Appiah Kusi Adomako, the Director for Cuts International (West Africa)
Mr Adomako further emphasized that the focus should be on addressing the root causes of price hikes rather than imposing regulations.
“Let us look at the key factors, and we know that the cedi-dollar exchange rate is a factor. The cost of electricity is also a factor, and so if the Public Utilities Regulatory Commission (PURC) reviews tariffs every quarter, and the production prices are going up, we need to see how we can stabilize the cedi”.
Appiah Kusi Adomako, the Director for Cuts International (West Africa)
Highlighting the broader economic context, Mr Adomako pointed out that cement is imported into Ghana, and the fluctuating dollar-to-cedi exchange rate is a significant driver of price increases.
Furthermore, Mr Adomako criticized the minister’s selective focus on cement prices, pointing out that other essential commodities like rice, cooking oil, and various consumer goods are also experiencing price hikes due to similar economic pressures.
He argued that if the government is to regulate prices, it should consider a wide range of commodities that are also experiencing price hikes, such as rice, cooking oil, and other consumer goods.
“But I am not sure that the minister can go to Makola and tell the importers of those products what to do. So long as we are in a free and competitive market, the economic aspects are the ones that will determine the prices of these goods”.
Appiah Kusi Adomako, the Director for Cuts International (West Africa),
In fervent call to action, the Director for Cuts International (West Africa), Appiah Kusi Adomako called for the government to adopt a competition law approach rather than price regulation.
He stressed the need to address major issues contributing to the alarming increase in cement prices, including the fluctuation of the exchange rate, high inflation, and rising fuel prices.
Mr Adomako emphasized that by stabilizing these factors, the government can create a more conducive environment for both consumers and investors, ensuring long-term economic stability and growth.
Mr Adomako’s remarks underscore the need for a more nuanced and strategic approach to economic management.
Rather than imposing price controls, which could disrupt market equilibrium and discourage investment, the government should focus on stabilizing the macroeconomic environment.
This, as earlier pointed out by Mr Adomako and several critics includes the critical need for the government to address the volatility of the exchange rate, curbing inflation, and reducing fuel prices.

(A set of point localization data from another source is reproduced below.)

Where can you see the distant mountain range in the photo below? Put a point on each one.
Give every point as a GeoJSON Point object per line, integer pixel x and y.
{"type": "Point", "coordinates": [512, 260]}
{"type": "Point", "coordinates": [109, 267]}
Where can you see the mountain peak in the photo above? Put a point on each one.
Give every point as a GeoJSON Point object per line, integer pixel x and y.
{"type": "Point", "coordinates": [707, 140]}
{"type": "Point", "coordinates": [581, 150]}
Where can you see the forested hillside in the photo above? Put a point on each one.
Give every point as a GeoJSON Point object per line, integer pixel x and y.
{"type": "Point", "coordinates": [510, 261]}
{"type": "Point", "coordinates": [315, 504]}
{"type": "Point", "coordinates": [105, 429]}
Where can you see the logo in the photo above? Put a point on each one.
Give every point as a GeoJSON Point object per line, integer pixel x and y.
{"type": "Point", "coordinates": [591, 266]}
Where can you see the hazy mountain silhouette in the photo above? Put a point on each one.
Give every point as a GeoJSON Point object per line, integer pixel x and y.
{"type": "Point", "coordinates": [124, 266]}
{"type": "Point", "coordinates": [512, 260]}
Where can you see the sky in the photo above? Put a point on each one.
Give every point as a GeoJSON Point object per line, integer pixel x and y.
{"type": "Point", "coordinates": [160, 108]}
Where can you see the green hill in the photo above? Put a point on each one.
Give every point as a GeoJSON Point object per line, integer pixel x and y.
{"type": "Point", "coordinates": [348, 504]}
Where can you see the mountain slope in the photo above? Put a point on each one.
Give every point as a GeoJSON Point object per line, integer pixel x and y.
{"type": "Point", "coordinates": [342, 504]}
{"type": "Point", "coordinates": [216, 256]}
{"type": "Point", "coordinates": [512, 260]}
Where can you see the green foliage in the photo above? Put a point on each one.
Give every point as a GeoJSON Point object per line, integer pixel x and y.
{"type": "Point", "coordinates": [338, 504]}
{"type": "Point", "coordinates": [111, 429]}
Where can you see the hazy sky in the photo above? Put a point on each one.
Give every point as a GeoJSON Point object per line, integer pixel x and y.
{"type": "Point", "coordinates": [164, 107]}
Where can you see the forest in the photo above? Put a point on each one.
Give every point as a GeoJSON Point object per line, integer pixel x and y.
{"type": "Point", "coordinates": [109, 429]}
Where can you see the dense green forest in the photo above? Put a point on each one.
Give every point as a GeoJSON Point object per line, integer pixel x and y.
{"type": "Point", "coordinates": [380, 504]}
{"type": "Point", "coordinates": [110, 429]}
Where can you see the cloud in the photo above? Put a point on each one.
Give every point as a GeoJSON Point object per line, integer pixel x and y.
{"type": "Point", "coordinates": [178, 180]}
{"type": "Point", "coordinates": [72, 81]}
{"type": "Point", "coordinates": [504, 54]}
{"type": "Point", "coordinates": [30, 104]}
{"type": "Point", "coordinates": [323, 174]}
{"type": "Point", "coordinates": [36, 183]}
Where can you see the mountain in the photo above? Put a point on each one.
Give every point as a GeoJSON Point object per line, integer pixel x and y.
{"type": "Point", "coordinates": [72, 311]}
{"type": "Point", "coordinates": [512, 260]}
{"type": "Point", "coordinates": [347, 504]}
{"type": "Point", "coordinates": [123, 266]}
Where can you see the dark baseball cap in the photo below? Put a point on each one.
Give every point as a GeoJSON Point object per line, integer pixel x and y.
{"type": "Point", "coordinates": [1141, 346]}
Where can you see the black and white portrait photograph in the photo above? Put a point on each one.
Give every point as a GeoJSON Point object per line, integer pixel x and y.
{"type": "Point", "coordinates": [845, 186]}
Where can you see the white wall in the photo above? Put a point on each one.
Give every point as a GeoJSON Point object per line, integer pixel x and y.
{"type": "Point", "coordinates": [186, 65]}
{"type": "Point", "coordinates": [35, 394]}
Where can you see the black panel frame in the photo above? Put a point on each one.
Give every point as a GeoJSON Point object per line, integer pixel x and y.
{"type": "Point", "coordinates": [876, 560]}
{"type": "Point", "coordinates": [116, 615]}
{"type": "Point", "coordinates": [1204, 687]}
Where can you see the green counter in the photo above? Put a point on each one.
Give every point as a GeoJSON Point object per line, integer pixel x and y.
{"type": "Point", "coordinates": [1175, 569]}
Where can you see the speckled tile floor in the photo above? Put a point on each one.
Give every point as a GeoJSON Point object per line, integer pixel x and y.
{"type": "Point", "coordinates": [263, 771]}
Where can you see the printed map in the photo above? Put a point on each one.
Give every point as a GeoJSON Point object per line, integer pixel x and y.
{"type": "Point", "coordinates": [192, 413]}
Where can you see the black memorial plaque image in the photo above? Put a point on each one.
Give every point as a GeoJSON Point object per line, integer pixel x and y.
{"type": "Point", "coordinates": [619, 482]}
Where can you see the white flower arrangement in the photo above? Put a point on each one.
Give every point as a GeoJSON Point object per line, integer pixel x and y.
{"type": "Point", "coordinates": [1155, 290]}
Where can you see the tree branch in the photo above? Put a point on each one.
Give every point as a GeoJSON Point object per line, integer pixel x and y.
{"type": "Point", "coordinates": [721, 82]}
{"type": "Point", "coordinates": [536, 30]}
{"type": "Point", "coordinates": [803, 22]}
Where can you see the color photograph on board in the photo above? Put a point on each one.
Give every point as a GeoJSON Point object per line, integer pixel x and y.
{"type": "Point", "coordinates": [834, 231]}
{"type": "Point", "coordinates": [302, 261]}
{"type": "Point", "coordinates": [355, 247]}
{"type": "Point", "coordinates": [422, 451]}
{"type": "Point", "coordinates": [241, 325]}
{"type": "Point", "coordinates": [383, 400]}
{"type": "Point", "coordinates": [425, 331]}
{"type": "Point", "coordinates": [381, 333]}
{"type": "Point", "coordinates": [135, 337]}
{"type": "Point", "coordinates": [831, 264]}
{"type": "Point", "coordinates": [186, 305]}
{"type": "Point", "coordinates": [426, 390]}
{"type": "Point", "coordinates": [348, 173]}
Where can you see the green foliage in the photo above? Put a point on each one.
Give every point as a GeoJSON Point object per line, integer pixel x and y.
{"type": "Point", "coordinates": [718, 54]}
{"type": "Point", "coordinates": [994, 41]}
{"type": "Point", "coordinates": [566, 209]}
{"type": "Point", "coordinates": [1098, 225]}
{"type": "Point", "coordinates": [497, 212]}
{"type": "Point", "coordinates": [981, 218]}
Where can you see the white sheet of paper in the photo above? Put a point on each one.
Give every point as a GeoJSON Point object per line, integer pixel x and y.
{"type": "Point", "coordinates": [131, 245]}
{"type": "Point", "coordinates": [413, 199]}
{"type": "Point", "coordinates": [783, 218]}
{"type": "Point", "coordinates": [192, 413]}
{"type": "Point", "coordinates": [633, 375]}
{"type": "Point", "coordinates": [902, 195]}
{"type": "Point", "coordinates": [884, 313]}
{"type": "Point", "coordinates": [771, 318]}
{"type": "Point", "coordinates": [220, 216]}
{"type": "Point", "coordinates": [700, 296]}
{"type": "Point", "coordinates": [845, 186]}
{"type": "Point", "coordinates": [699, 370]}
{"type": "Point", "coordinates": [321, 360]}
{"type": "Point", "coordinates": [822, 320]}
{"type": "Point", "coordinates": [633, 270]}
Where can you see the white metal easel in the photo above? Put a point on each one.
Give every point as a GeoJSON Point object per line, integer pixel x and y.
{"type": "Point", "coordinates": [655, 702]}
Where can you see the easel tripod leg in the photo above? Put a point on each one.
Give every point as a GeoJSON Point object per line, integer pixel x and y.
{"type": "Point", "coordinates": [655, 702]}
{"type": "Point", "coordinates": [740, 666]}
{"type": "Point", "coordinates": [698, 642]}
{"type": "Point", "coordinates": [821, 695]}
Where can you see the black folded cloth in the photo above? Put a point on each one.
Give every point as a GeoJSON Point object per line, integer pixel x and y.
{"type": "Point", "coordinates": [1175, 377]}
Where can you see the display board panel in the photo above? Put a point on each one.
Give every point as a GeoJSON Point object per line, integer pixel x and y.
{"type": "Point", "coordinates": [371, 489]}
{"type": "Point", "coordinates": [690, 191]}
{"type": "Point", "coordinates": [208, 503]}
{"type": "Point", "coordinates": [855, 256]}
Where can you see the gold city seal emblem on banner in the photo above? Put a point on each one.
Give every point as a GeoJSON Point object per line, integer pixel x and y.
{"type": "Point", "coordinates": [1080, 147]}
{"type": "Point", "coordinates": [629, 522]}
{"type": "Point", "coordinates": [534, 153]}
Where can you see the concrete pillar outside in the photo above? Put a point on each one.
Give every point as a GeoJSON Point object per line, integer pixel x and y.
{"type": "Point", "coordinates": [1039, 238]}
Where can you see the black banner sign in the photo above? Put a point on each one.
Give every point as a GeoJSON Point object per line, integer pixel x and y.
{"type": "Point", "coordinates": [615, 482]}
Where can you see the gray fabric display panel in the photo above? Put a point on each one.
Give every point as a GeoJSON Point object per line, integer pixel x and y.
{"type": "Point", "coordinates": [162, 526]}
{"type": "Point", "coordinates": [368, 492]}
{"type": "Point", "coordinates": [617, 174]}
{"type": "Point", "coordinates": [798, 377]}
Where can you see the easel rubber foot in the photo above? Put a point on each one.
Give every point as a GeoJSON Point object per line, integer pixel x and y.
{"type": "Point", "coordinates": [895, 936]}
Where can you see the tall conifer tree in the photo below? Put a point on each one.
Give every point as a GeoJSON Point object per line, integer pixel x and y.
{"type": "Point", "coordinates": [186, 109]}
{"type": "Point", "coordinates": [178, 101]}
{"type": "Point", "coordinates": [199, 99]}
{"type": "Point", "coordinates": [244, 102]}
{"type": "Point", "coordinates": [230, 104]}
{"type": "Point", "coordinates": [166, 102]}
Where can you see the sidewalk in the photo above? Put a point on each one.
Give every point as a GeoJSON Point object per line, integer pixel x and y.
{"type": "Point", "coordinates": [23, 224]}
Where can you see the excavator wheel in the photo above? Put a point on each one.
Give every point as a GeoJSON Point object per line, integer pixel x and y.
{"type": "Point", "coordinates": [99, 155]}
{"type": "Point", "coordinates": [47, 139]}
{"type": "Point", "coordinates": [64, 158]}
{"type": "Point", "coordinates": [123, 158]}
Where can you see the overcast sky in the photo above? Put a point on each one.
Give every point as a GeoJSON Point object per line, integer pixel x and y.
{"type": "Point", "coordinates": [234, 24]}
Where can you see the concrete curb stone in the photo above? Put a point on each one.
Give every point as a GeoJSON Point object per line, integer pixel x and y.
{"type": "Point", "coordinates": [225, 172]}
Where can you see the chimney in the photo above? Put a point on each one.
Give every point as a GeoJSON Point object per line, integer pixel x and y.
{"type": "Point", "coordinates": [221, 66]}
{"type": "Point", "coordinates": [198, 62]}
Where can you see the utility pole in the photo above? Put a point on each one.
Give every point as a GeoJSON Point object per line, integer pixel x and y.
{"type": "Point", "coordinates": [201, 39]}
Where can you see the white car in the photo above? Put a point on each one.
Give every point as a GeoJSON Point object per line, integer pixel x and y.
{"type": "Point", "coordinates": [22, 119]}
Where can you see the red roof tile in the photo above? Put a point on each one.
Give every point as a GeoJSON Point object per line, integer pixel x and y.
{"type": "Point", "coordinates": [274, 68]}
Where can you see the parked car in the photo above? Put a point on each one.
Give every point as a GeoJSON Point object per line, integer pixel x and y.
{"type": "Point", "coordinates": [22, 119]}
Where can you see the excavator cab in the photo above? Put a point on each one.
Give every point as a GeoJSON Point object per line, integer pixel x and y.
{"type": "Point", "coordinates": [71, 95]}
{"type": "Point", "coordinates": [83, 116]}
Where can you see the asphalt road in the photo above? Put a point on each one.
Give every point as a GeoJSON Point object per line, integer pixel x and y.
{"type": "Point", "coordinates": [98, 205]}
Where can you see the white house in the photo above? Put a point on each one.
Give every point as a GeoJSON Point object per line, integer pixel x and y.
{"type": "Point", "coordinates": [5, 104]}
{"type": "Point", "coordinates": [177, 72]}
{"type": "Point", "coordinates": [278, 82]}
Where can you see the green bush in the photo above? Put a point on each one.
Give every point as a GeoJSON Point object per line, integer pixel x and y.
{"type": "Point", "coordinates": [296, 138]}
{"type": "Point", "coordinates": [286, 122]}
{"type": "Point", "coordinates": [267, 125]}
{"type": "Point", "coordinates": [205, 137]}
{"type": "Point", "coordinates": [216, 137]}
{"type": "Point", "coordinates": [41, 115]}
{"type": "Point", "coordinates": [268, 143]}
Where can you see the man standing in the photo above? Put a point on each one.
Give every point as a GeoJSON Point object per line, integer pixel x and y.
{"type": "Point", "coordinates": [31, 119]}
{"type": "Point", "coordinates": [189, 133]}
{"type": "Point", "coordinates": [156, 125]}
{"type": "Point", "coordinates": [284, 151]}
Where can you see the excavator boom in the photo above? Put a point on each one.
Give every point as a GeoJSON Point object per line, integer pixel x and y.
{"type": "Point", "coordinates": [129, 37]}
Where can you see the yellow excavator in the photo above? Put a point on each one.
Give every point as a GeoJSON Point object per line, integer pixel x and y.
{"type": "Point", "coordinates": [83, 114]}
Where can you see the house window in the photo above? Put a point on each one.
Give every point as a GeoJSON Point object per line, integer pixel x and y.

In conclusion, while the intention behind the Trade Minister’s proposal to regulate cement prices may be to alleviate the burden on consumers, the potential repercussions on the broader economy cannot be overlooked.
As Adomako and other critics have highlighted, a sustainable solution lies in addressing the fundamental economic challenges driving the price increases. This approach will not only ensure market stability but also foster a conducive environment for investment and growth.